Bringing unconscious biases to the forefront of our awareness is one of Project Implicit’s goals. In an email to Dr. Mahzarin Banaji, a Professor of Social Ethics at Harvard University and one of three scientists founding Project Implicit, I asked why it was important to understand thoughts that are outside of our control. She replied:
If we knew that we had a hidden bodily defect such as a malfunctioning heart valve, would we want to know? I think so. Why? Because that which is hidden and untreated can be bad for us.

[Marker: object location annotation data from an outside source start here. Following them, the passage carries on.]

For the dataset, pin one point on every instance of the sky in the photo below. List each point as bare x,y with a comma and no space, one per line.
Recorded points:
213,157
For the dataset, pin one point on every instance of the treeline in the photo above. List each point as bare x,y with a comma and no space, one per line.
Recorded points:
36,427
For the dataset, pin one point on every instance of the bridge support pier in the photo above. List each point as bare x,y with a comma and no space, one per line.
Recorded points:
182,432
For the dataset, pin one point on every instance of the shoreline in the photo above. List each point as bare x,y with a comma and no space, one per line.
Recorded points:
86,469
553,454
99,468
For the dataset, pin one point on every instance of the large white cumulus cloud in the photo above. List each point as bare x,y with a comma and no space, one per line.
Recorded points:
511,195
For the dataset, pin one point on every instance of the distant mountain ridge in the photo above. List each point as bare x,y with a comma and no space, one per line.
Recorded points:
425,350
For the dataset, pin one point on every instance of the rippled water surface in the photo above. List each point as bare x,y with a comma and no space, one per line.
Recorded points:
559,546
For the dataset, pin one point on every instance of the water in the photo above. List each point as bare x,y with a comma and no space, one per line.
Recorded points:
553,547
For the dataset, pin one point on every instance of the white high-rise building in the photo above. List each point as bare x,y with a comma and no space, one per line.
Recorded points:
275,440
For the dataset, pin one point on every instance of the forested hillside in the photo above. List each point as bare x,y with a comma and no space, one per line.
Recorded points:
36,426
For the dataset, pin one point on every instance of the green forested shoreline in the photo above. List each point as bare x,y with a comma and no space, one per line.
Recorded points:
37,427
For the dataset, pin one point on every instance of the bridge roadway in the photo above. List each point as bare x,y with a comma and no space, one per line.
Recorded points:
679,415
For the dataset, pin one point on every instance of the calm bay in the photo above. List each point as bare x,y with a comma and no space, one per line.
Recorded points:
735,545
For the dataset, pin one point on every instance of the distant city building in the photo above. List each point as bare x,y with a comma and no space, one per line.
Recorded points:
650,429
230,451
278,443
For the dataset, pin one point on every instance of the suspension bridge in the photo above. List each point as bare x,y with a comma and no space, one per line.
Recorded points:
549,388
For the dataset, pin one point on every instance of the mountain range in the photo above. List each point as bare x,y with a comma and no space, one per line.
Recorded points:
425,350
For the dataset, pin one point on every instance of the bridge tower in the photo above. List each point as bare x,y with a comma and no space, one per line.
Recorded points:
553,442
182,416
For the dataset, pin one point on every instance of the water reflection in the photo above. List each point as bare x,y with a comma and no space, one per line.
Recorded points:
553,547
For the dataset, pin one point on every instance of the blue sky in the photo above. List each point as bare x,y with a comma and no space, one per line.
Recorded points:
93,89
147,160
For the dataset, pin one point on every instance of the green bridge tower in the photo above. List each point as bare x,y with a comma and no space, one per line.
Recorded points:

It seems to me that the same is true for our minds. And now, we have methods, rudimentary methods for teaching us that we carry around knowledge of which we are unaware, knowledge that can be harmful to ourselves and others if we stick our heads in the sand.
I understand the desire to not want to know, but in so many ways, because of the revelations that present day technologies give us, we are the generation that must face many inconvenient truths. I see it as a matter of a new but simple courage that is being asked of us.
If I can bravely push those ‘but’ and ‘not me’ thoughts aside and be honest with myself, then I can accommodate for my biases. Only by acknowledging them and correcting for them can I take away their power.